Lawyers representing Gemini Trust have pushed back against a plan proposed by Digital Currency Group (DCG) for creditors of Genesis Global.
In a Sept. 15 filing in United States Bankruptcy Court for the Southern District of New York, the legal team accused DCG of gaslighting Genesis creditors through “contrived, misleading, and inaccurate assertions” in the recovery plan. The plan, filed in bankruptcy court on Sept. 13, claimed that unsecured creditors could have a “70–90% recovery with a meaningful portion of the recovery in digital currencies” while Gemini Earn users could expect an “approximately 95–110%” recovery for their claims.

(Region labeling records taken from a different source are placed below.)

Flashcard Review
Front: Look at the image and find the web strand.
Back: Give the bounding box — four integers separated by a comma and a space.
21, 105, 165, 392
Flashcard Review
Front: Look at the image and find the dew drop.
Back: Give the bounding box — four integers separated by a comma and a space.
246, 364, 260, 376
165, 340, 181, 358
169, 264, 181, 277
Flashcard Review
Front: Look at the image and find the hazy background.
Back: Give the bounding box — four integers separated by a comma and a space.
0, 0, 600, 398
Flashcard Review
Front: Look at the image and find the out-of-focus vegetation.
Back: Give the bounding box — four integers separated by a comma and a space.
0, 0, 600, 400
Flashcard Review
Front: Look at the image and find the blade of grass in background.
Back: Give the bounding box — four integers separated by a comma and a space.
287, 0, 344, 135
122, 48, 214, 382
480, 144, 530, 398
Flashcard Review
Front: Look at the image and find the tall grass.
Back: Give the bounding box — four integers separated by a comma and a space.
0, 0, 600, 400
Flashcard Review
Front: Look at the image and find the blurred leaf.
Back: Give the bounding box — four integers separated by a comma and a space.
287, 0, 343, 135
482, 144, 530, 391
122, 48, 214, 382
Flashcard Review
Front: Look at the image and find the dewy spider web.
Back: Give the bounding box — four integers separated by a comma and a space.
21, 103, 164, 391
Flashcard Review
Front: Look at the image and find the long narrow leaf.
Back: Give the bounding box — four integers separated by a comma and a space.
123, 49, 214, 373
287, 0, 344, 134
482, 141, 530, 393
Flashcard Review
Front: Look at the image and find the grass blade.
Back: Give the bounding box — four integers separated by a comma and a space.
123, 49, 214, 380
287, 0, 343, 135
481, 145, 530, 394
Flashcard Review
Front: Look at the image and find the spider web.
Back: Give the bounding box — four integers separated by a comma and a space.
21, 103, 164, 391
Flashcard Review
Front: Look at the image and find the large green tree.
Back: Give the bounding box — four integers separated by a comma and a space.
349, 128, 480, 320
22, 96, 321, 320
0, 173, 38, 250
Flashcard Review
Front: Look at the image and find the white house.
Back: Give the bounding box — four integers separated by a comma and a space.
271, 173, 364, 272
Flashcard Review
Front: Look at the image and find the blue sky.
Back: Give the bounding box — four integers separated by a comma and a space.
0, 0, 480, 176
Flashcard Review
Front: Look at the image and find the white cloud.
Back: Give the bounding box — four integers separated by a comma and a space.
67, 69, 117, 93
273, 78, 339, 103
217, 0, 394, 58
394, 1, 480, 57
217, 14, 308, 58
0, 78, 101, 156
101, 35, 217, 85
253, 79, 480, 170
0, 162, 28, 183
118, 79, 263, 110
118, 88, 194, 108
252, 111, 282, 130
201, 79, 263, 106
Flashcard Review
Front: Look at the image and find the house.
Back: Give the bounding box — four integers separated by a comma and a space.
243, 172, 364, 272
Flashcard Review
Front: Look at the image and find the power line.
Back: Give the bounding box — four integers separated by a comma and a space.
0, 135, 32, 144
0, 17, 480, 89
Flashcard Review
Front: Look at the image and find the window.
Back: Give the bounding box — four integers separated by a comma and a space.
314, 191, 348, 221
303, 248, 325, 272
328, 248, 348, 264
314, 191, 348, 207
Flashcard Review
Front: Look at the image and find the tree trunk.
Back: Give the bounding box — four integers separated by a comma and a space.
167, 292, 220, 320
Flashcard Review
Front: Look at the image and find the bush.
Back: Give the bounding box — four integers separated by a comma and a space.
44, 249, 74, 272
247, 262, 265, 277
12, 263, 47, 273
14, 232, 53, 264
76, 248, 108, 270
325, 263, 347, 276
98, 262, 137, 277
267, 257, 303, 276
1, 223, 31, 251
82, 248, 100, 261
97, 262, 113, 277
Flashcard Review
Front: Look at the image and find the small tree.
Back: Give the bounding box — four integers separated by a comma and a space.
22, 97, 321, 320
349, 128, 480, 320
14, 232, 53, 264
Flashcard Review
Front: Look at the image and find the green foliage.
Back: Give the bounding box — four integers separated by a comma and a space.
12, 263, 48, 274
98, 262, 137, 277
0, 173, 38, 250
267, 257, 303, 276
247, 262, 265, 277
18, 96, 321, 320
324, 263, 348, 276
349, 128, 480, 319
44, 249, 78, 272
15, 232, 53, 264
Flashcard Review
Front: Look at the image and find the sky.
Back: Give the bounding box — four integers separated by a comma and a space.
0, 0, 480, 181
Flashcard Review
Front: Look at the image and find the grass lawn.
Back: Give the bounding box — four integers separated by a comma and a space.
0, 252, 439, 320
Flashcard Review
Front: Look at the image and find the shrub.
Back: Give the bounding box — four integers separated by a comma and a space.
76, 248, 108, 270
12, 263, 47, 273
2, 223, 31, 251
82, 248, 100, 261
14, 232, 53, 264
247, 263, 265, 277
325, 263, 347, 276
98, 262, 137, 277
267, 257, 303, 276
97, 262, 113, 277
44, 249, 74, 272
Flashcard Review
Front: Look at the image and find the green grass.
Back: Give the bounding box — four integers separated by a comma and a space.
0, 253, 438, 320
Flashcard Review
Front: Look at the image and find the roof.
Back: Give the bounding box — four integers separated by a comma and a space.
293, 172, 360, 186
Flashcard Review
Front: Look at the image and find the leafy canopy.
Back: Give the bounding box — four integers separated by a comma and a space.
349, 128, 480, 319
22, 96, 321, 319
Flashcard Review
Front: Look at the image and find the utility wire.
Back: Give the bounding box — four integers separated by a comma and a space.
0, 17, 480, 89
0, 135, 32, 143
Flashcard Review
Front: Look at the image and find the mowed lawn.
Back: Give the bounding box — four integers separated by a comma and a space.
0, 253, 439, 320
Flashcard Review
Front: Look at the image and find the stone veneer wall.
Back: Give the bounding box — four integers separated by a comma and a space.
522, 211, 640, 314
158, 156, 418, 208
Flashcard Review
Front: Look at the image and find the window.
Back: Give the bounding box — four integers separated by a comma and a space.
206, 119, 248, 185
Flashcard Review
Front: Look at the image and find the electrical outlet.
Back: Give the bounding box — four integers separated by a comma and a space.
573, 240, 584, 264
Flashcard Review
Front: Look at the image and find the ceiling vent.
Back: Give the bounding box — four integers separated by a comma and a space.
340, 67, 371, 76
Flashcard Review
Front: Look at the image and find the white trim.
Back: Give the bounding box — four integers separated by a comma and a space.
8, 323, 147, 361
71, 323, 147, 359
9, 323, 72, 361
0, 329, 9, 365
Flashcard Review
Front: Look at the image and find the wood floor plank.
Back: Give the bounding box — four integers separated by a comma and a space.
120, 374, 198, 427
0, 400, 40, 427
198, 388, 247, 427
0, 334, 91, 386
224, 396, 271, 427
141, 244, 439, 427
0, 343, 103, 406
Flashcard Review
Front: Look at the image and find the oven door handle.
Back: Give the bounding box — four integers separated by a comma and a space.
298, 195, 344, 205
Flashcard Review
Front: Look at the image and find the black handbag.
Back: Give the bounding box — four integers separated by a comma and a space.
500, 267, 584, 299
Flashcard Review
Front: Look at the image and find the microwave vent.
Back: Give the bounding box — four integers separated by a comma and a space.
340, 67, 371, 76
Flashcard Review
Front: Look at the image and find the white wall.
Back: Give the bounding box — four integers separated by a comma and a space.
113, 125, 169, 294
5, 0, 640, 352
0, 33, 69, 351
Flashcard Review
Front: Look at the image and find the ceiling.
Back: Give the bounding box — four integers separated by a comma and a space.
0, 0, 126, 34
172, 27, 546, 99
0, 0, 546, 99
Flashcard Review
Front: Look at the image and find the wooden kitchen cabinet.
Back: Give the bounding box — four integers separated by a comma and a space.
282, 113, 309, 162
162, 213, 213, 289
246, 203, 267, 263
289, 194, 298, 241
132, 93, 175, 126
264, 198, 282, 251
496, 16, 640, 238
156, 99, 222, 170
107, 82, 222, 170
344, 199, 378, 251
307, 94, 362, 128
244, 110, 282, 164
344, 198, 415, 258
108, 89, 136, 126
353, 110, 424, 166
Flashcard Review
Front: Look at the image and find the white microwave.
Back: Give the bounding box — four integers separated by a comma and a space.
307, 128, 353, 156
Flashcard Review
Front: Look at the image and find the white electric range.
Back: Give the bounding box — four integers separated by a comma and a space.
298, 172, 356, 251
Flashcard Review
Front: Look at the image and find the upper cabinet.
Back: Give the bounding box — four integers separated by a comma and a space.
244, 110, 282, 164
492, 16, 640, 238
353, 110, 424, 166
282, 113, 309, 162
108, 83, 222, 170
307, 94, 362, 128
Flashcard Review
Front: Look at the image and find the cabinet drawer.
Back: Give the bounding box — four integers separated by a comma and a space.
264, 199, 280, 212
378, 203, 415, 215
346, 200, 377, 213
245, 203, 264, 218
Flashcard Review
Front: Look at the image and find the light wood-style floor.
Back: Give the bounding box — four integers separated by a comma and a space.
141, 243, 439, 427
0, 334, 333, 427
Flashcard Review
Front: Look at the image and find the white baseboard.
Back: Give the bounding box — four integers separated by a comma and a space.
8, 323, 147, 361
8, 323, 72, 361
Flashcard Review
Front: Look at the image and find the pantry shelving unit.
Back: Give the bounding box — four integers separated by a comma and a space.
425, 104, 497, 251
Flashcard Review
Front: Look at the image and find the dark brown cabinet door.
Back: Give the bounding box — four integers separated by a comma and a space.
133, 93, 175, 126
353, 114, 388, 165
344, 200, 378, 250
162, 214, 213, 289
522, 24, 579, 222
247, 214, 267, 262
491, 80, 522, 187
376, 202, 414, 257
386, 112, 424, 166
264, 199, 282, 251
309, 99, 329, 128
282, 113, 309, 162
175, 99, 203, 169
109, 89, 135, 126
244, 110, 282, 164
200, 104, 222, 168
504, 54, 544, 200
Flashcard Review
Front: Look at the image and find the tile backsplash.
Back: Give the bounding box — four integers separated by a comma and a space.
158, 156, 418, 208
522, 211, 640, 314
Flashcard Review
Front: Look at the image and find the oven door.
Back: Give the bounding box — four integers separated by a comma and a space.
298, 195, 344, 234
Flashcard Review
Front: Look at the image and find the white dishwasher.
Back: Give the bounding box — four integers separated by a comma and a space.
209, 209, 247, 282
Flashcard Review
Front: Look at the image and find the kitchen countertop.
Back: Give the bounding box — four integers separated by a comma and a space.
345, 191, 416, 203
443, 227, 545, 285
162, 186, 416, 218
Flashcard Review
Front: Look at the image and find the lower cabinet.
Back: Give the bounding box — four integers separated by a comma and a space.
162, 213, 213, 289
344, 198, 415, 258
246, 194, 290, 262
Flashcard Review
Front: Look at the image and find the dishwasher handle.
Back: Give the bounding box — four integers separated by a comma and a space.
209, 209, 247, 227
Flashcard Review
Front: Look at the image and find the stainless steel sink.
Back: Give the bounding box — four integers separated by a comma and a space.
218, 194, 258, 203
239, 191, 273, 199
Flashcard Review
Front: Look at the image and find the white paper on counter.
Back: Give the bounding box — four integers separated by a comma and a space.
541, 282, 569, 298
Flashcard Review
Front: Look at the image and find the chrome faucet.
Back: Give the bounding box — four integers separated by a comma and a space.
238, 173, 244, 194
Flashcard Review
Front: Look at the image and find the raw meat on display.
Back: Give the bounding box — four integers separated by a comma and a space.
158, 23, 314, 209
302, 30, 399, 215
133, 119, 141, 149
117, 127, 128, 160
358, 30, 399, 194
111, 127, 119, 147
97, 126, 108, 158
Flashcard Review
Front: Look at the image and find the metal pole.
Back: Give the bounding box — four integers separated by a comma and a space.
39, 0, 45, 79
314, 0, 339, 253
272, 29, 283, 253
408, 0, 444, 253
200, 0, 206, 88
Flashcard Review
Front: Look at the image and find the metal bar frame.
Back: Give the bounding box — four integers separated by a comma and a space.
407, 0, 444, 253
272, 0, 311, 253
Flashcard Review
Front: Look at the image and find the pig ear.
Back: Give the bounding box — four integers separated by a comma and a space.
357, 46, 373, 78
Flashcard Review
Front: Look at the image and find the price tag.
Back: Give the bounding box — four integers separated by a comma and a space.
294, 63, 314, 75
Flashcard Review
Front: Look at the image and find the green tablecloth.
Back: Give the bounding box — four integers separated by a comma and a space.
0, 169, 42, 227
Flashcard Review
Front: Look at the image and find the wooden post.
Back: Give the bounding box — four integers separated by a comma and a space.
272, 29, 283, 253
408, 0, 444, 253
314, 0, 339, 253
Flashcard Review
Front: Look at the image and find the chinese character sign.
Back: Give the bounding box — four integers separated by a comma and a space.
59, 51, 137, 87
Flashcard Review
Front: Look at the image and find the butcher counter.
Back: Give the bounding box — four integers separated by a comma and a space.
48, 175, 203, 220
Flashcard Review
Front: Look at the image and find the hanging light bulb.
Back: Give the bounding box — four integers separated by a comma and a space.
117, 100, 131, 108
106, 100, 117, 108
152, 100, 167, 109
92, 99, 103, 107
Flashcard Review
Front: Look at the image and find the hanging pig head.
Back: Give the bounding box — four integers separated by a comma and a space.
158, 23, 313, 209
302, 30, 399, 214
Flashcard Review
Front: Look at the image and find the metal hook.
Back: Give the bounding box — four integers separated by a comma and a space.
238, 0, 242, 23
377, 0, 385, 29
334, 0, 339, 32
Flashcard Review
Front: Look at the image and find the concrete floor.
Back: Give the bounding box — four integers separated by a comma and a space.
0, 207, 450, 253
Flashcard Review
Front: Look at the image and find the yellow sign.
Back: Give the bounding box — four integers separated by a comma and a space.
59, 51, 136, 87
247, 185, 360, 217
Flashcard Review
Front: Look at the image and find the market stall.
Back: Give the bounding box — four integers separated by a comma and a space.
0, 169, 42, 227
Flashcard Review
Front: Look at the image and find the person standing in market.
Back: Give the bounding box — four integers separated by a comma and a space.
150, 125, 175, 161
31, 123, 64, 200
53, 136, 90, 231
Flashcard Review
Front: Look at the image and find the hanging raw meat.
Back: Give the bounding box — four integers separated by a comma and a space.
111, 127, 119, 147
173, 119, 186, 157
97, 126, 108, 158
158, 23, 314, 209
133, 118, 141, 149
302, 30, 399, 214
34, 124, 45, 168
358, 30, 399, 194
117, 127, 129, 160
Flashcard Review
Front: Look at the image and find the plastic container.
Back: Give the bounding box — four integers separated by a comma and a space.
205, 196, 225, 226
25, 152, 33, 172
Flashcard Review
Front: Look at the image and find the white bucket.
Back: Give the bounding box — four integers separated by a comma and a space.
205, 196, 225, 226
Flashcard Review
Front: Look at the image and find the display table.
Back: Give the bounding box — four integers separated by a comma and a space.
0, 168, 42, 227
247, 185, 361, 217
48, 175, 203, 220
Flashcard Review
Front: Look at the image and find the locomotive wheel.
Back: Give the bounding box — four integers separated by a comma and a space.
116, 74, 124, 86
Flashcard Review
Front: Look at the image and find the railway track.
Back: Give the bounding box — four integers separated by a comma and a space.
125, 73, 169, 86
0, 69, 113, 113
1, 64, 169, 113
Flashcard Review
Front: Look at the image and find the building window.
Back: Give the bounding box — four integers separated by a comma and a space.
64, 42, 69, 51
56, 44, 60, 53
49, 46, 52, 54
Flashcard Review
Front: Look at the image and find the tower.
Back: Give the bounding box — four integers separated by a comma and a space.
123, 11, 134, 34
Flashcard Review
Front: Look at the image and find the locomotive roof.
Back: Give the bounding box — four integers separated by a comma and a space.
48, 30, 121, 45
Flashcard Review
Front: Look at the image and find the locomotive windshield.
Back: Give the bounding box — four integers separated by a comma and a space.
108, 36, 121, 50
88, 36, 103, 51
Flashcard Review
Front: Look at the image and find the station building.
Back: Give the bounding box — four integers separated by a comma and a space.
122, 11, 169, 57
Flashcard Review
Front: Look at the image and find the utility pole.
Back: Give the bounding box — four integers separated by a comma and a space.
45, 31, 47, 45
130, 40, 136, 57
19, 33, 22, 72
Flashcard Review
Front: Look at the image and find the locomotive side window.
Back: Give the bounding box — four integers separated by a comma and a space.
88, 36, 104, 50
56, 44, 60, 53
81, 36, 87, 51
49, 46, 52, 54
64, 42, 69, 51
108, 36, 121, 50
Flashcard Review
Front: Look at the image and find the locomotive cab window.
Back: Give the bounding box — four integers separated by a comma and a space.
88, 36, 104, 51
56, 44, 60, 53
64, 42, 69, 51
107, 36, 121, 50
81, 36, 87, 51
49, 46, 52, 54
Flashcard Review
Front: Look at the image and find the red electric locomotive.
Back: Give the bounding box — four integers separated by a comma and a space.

According to the legal team, DCG was attempting to “bait the Gemini Lenders into accepting a deal” that would allow the company to pay less than it allegedly owed. Lawyers called on the firm to “significantly improve the terms of the loans” provided to Genesis and not use Genesis’ bankruptcy proceedings as cover for justifications in the recovery plan.
“To distract the Genesis creditors from the inconvenient facts of its facially inadequate and inequitable proposal, DCG touts proposed recovery rates that are a total mirage — misleading at best and deceptive at worst,” said the Sept. 15 filing. “Make no mistake: Gemini Lenders will not actually receive anything close in real value terms to the proposed recovery rates under the current ‘agreement in principle.’”
The legal battle involved entanglements with cryptocurrency exchange Gemini and DCG over the Gemini Earn program, financed in part by Genesis. Genesis halted withdrawals in November 2022 in the wake of FTX’s collapse, citing “unprecedented market turmoil” at the time, and filed for bankruptcy in January 2023.